After accepting the government’s offer of a 15.8-percent pay raise over three years, some 400,000 public-sector employees ended their month-long strike and returned to work on Monday. While the workers may have gotten what they wanted, popular patience with public sector workers and unions may be wearing thin.
The strikes started in May with university professors and in June spread to other sectors, causing widespread disruption. University students sat idle, wondering if they would have to repeat the academic year. Lines in airports were measured in hours, or kilometers, rather than minutes. Imports of food and medicines were stalled and visas delayed.
The public here has been historically sympathetic to organized labor; union resistance helped bring down the military dictatorship, and former President Lula da Silva, still wildly popular, started out as a union leader. But there are signs that, with these strikes, patience may have dwindled for a public sector that many consider too large and too coddled.
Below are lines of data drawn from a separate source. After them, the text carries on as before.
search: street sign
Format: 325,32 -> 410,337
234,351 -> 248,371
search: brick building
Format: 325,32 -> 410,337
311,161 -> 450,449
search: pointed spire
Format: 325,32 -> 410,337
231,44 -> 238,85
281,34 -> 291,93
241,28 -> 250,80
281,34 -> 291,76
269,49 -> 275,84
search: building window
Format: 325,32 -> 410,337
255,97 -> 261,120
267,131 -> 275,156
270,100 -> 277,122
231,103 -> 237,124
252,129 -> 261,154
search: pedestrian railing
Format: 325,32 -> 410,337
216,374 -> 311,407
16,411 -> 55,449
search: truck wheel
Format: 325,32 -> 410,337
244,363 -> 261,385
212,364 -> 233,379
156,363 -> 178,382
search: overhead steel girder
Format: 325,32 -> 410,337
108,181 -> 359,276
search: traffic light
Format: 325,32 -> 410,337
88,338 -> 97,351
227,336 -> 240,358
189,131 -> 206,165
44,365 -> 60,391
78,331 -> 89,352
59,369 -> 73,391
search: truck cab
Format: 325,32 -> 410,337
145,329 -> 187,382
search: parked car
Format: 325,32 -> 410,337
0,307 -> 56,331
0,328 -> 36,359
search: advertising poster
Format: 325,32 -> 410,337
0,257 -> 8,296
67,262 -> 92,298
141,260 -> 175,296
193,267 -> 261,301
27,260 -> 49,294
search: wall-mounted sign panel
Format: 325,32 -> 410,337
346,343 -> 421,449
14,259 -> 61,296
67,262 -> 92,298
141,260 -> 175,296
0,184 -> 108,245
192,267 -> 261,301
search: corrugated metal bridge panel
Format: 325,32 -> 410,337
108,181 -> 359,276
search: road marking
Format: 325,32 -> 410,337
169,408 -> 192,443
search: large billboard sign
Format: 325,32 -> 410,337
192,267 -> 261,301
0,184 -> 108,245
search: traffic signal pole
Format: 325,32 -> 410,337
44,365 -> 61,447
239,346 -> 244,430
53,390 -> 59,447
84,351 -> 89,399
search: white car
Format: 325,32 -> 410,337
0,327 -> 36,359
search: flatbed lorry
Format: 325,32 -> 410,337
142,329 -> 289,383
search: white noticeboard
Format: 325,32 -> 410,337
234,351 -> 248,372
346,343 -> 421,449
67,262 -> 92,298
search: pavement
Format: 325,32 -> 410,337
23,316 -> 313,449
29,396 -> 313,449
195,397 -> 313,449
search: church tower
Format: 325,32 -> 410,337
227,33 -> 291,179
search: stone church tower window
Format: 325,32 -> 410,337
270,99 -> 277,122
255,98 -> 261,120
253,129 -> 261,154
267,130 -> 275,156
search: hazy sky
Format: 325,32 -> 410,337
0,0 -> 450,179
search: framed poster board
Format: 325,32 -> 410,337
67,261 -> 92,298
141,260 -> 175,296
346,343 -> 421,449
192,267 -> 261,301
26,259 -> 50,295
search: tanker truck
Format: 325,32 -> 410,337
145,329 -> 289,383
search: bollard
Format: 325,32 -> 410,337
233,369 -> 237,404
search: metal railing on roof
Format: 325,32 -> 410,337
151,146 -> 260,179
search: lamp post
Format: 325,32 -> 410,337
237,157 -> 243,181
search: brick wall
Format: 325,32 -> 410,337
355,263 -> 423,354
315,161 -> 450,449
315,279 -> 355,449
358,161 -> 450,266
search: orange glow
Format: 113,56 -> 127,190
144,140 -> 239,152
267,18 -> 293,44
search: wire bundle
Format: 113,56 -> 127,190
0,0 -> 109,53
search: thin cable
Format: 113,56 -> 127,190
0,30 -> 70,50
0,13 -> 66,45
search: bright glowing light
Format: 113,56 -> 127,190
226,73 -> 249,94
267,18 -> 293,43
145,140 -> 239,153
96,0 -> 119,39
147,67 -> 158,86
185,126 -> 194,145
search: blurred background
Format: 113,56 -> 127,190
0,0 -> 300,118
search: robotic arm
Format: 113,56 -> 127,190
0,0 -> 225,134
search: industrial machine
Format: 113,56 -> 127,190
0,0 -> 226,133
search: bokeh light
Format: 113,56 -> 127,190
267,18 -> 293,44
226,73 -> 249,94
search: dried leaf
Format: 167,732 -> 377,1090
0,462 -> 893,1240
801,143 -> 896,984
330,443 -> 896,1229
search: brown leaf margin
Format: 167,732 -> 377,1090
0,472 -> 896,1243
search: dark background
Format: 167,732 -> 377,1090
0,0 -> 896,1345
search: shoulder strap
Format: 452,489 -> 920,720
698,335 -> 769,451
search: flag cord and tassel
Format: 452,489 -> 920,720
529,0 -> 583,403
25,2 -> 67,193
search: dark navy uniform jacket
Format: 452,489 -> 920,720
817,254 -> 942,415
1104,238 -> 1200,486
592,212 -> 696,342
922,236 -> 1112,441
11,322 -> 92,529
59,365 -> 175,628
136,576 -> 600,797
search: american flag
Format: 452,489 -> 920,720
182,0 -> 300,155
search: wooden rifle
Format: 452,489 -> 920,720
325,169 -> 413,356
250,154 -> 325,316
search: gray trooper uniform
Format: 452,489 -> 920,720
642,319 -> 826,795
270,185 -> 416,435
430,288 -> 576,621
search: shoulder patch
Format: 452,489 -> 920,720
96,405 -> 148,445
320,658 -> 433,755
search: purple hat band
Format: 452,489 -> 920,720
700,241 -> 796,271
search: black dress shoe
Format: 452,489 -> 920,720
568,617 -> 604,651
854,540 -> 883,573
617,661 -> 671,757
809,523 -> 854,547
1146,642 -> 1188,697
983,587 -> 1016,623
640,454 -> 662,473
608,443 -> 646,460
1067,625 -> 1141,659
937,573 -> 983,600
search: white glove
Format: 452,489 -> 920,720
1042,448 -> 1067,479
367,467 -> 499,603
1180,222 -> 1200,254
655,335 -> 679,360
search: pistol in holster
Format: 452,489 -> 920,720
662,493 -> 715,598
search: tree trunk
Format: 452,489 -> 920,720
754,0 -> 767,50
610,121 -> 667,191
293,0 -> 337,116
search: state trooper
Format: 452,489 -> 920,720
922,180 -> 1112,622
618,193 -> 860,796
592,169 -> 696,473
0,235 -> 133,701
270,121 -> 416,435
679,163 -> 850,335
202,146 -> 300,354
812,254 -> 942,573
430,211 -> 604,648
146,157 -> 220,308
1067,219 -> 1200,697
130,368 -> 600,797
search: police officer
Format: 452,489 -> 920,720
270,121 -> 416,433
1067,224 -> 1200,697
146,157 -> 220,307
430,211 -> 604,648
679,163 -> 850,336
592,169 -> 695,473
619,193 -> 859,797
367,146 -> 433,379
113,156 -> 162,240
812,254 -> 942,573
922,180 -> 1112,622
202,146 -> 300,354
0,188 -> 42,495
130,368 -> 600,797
Folha has called repeatedly for a review of the right-to-strike laws, calling the strikes “excessive” and a “hazard to the population.” This aspect was not lost on the public: in an overpass above the main highway between Rio de Janeiro and São Paulo someone reportedly hung a sign that read, “Police station closed—free passage for drug trafficking and arms.” The dry humor belied a serious threat: a separate 10-day police strike in the northeastern state of Bahia in February was said to have caused a spike in murders on the streets of the capital, Salvador.
Época referred to the Brazilian public sector as “giant and inefficient,” in the first in a series of color spreads that indignantly detailed some of the “supersalaries” of some of the most generously paid public servants. (“It’s you who pays,” ran the headline.) Estadão published a feature on the human consequences of the strikes, citing allergic children who are not receiving the special foods they need, dengue prevention efforts for Indigenous populations that had been stalled, and patients who were forced to wait for urgent bone marrow treatment.